Çalışmaya katılması için yapılan görüşmelerde, karşımızdakilerin en belirgin tavrı güvensizlik olarak dikkatimizi çekti. Bazıları ikna görüşmesi sırasında bu sorunu aştı. Bazıları ise kayıtlı görüşmeyi kabul etmesine karşın güven bunalımından kurtulamadı. Bu kişilerin kaygıları, anlatımlarına da yansıdı. Geçmişte yaşadıkları nedeniyle hak verdiğimiz bu kaygının, bazı olayların detaylarının gizlenmesine yol açtığı izlenimi edindik. Ancak bu güvensizlik, komşusu, ev sahibi, müşterisi gibi tek tek Türklerle, Müslümanlarla olan ilişkilerini zedelememişti. Edindiğimiz diğer izlenim de hemen hepsinin ortak özelliği ders verecek kadar vatanperver olmaları ve bu topraklara bağlılıklarıydı. Türkiye’de az bilinen ve bu nedenle fazla yanlış yapılan gayrimüslim azınlıklar konusunun anlaşılabilmesi için hayatlarını bize açanlara teşekkür ederken bana çokkültürlülüğü anlatan hoşgörüsüyle köy enstitüsü mezunu
babam Ökkâş Koçoğlu’nu sevgiyle anıyorum.

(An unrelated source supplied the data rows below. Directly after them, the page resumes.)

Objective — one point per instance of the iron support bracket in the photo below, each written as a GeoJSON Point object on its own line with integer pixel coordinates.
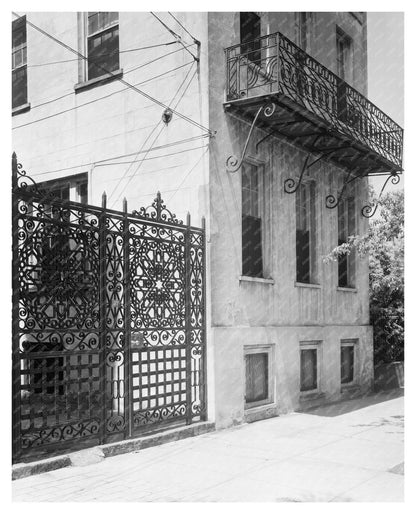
{"type": "Point", "coordinates": [233, 164]}
{"type": "Point", "coordinates": [368, 211]}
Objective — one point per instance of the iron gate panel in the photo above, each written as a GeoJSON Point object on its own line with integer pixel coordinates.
{"type": "Point", "coordinates": [108, 321]}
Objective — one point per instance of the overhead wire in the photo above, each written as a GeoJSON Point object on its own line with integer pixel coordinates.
{"type": "Point", "coordinates": [103, 55]}
{"type": "Point", "coordinates": [101, 161]}
{"type": "Point", "coordinates": [177, 36]}
{"type": "Point", "coordinates": [184, 28]}
{"type": "Point", "coordinates": [154, 141]}
{"type": "Point", "coordinates": [149, 97]}
{"type": "Point", "coordinates": [96, 99]}
{"type": "Point", "coordinates": [125, 72]}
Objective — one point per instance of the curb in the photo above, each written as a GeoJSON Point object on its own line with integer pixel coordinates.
{"type": "Point", "coordinates": [97, 453]}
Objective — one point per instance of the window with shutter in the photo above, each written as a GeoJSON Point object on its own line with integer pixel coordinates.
{"type": "Point", "coordinates": [19, 62]}
{"type": "Point", "coordinates": [346, 229]}
{"type": "Point", "coordinates": [252, 222]}
{"type": "Point", "coordinates": [250, 30]}
{"type": "Point", "coordinates": [306, 265]}
{"type": "Point", "coordinates": [102, 43]}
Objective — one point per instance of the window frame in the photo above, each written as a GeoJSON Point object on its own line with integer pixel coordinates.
{"type": "Point", "coordinates": [350, 229]}
{"type": "Point", "coordinates": [269, 351]}
{"type": "Point", "coordinates": [312, 223]}
{"type": "Point", "coordinates": [354, 343]}
{"type": "Point", "coordinates": [85, 35]}
{"type": "Point", "coordinates": [20, 24]}
{"type": "Point", "coordinates": [304, 30]}
{"type": "Point", "coordinates": [251, 46]}
{"type": "Point", "coordinates": [311, 345]}
{"type": "Point", "coordinates": [345, 65]}
{"type": "Point", "coordinates": [263, 210]}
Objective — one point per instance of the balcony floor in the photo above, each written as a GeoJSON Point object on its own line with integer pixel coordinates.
{"type": "Point", "coordinates": [308, 131]}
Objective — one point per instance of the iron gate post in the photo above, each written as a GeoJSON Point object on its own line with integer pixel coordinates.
{"type": "Point", "coordinates": [203, 379]}
{"type": "Point", "coordinates": [128, 385]}
{"type": "Point", "coordinates": [16, 410]}
{"type": "Point", "coordinates": [188, 347]}
{"type": "Point", "coordinates": [102, 324]}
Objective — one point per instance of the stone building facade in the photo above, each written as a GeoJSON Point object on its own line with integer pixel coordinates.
{"type": "Point", "coordinates": [286, 330]}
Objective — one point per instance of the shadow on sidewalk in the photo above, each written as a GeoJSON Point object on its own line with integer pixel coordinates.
{"type": "Point", "coordinates": [344, 406]}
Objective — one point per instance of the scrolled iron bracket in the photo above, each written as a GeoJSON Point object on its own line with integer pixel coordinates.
{"type": "Point", "coordinates": [330, 201]}
{"type": "Point", "coordinates": [368, 211]}
{"type": "Point", "coordinates": [290, 185]}
{"type": "Point", "coordinates": [233, 164]}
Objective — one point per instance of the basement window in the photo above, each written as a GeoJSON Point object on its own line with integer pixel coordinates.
{"type": "Point", "coordinates": [250, 32]}
{"type": "Point", "coordinates": [310, 364]}
{"type": "Point", "coordinates": [258, 379]}
{"type": "Point", "coordinates": [348, 361]}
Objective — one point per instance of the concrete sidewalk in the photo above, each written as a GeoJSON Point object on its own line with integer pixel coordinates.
{"type": "Point", "coordinates": [350, 451]}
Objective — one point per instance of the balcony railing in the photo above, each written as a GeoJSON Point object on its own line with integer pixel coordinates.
{"type": "Point", "coordinates": [273, 65]}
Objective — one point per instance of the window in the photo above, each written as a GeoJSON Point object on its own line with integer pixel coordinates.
{"type": "Point", "coordinates": [309, 367]}
{"type": "Point", "coordinates": [306, 267]}
{"type": "Point", "coordinates": [19, 62]}
{"type": "Point", "coordinates": [258, 376]}
{"type": "Point", "coordinates": [304, 30]}
{"type": "Point", "coordinates": [344, 56]}
{"type": "Point", "coordinates": [250, 30]}
{"type": "Point", "coordinates": [346, 228]}
{"type": "Point", "coordinates": [348, 347]}
{"type": "Point", "coordinates": [73, 188]}
{"type": "Point", "coordinates": [252, 223]}
{"type": "Point", "coordinates": [102, 43]}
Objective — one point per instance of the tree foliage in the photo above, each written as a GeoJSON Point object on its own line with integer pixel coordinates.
{"type": "Point", "coordinates": [384, 245]}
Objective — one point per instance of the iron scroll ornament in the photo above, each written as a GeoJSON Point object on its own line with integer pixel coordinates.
{"type": "Point", "coordinates": [233, 164]}
{"type": "Point", "coordinates": [368, 211]}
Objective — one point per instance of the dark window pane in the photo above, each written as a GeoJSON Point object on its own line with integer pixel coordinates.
{"type": "Point", "coordinates": [19, 32]}
{"type": "Point", "coordinates": [308, 370]}
{"type": "Point", "coordinates": [302, 256]}
{"type": "Point", "coordinates": [252, 246]}
{"type": "Point", "coordinates": [343, 270]}
{"type": "Point", "coordinates": [249, 30]}
{"type": "Point", "coordinates": [19, 87]}
{"type": "Point", "coordinates": [257, 379]}
{"type": "Point", "coordinates": [103, 53]}
{"type": "Point", "coordinates": [347, 364]}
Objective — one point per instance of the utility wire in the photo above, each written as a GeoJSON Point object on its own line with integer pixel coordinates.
{"type": "Point", "coordinates": [95, 99]}
{"type": "Point", "coordinates": [149, 159]}
{"type": "Point", "coordinates": [149, 97]}
{"type": "Point", "coordinates": [155, 148]}
{"type": "Point", "coordinates": [103, 55]}
{"type": "Point", "coordinates": [177, 36]}
{"type": "Point", "coordinates": [154, 141]}
{"type": "Point", "coordinates": [184, 28]}
{"type": "Point", "coordinates": [129, 70]}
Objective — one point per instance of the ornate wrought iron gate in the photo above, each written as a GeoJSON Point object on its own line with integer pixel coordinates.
{"type": "Point", "coordinates": [108, 321]}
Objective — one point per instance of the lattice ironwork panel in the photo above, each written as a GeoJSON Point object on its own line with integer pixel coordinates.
{"type": "Point", "coordinates": [108, 321]}
{"type": "Point", "coordinates": [58, 299]}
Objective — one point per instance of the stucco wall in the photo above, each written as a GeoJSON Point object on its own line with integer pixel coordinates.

Doğduğum semt, Beykoz. Annemler Karamürselli. 1915 olaylarında sürülerek Derzor’a gitmişler. Anneannem, dedem, yedi yaşındaki annem ve dört-beş yaşlarındaki dayım, 17-18 yaşında Anuş adında akrabamız olan bir kadınla yola çıkmışlar.

Anuş dediğim kadın o zamanlar nişanlı imiş. Nişanlısı da Çanakkale’de asker olarak savaşıyormuş. Yani nişanlısı savaşırken kadın sürgüne gönderilmiş. Dedem yolda tifodan ölmüş. Dayım da orada kaybolmuş.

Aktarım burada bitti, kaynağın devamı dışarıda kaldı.